Edit: actually you can get even faster with mmap https://github.com/healeycodes/counting-words-at-simd-speed/...

kwillets•5mo ago
I think you can just xor the whitespace mask with the shifted one.

Also, when counting 0xFF bytes from a boolean etc., sub the mask; 0xFF == -1.

re_spond•5mo ago
Would be interesting to see how far this is with exaloop's codon compiler.
diath•5mo ago
On semi-related note, it's worth noting that if you're trying to make a Python script run faster and don't have the know-how to re-write your program in C or how to write SIMD (if applicable), you can always try to run the script through pypy, merely replacing python3 with pypy3 in bench.sh, with no other changes, brings the runtime of the first program down from 104s to 9s on my machine:

    Benchmark 1: python3 0_mvp.py bench.txt
      Time (mean ± σ):     104.739 s ±  3.982 s    [User: 104.213 s, System: 0.158 s]
      Range (min … max):   100.303 s … 108.005 s    3 runs
    Benchmark 2: python3 1_c_regex.py bench.txt
      Time (mean ± σ):     14.777 s ±  0.017 s    [User: 14.563 s, System: 0.158 s]
      Range (min … max):   14.759 s … 14.791 s    3 runs
    Benchmark 1: pypy3 0_mvp.py bench.txt
      Time (mean ± σ):      9.381 s ±  0.204 s    [User: 9.110 s, System: 0.234 s]
      Range (min … max):    9.245 s …  9.616 s    3 runs
    Benchmark 2: pypy3 1_c_regex.py bench.txt
      Time (mean ± σ):      4.296 s ±  0.031 s    [User: 4.038 s, System: 0.236 s]
      Range (min … max):    4.262 s …  4.324 s    3 runs
dh2022•5mo ago
Thanks for the advice - I never heard of pypy. Are there any downsides to making puppy the default Python interpreter? Thanks!
diath•5mo ago
It's not universally supported by all packages, for instance C-based packages will not work, more info about it here: https://pypy.org/posts/2018/09/inside-cpyext-why-emulating-c...

With that being said, when it works, it works great but you have to evaluate whether it's suitable on a per-project/script basis.

healeycodes•5mo ago
Author here, one of the fastest improvements I've seen is @cloud11665's idea here: https://x.com/cloud11665/status/1955958965046595699
perihelions•5mo ago
I don't know ARM, but an alternate approach, if it's available, is to store the query constants as bitmasks in SIMD registers; and use the input bytes as indices into those constants, using a shuffle instruction. Two levels, to pull out a bit from a 256-bit mask: part of an input byte is used to index a byte (SIMD shuffle), and another part indices a bit within the byte (bit shifts).

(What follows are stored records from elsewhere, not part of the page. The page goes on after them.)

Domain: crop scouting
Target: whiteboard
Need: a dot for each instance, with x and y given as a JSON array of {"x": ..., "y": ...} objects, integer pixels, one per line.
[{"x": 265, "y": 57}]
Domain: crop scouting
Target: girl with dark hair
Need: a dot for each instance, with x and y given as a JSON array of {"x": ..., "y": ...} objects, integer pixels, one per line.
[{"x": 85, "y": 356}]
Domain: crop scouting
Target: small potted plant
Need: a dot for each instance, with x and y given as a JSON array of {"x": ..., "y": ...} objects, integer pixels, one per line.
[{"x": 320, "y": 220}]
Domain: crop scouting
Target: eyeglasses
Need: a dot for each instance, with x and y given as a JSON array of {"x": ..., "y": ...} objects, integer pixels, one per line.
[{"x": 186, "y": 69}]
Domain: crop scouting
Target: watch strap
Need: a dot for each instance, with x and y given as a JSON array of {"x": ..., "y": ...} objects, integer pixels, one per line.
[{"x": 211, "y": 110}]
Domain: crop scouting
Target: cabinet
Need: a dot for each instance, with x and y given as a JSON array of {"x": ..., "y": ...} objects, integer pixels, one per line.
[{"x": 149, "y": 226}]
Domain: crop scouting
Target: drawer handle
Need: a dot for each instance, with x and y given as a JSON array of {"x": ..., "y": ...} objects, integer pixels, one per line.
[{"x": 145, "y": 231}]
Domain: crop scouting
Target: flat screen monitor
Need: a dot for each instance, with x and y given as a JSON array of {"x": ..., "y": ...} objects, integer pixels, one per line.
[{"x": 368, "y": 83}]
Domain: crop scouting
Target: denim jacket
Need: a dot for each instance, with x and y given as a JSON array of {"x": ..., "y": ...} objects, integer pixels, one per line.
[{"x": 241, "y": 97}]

Idea being, this is constant in the size of the query set.

ncruces•5mo ago
But that's slower for small query sizes.

This describes a few algorithms: http://0x80.pl/notesen/2018-10-18-simd-byte-lookup.html

Both the alternative version by Geoff Langdale, and the special case for small sets, are substantially similar to the algorithms used in Hyperscan (truffle and shufti). https://github.com/intel/hyperscan

Having something hard coded for spaces can be much faster, especially since 5 of the 6 characters are a range: a wrap-around subtraction and an unsigned less-than does the first 5; an equality compare does the other.

ashvardanian•5mo ago
You can avoid hard-coding the whitespace symbols and have a generic byte-set search kernel via `vpshufb` AVX512BW-capable CPUs [1] or via `tbl` instructions on NEON-capable CPUs [2].

[1]: https://github.com/ashvardanian/StringZilla/blob/2f4b1386ca2...

[2]: https://github.com/ashvardanian/StringZilla/blob/2f4b1386ca2...

Sesse__•5mo ago
You don't need AVX512BW for shuffle, SSSE3 will do. (Of course, if you want wider registers, you'll need the newer versions such as AVX2 or AVX512, but they don't shuffle cross-lane.)
ncruces•5mo ago
> Perform a bitwise AND with 0xFB and check if the result equals 0x09. Both 0x0D & 0xFB = 0x09 and 0x09 & 0xFB = 0x09.

This explanation was a bit unsatisfying. This works because 0x09 and 0x0D differ by a single bit, and 0xFB masks that bit (and only that bit) out.

If they differed by more than one bit, the fact that they & the same would be necessary but not sufficient.

teo_zero•5mo ago
I'm wondering what the gain would be if we considered "white space" every char <= 0x20. I know it's changing the rules of the game, but who would want to count the words in a text full of control characters?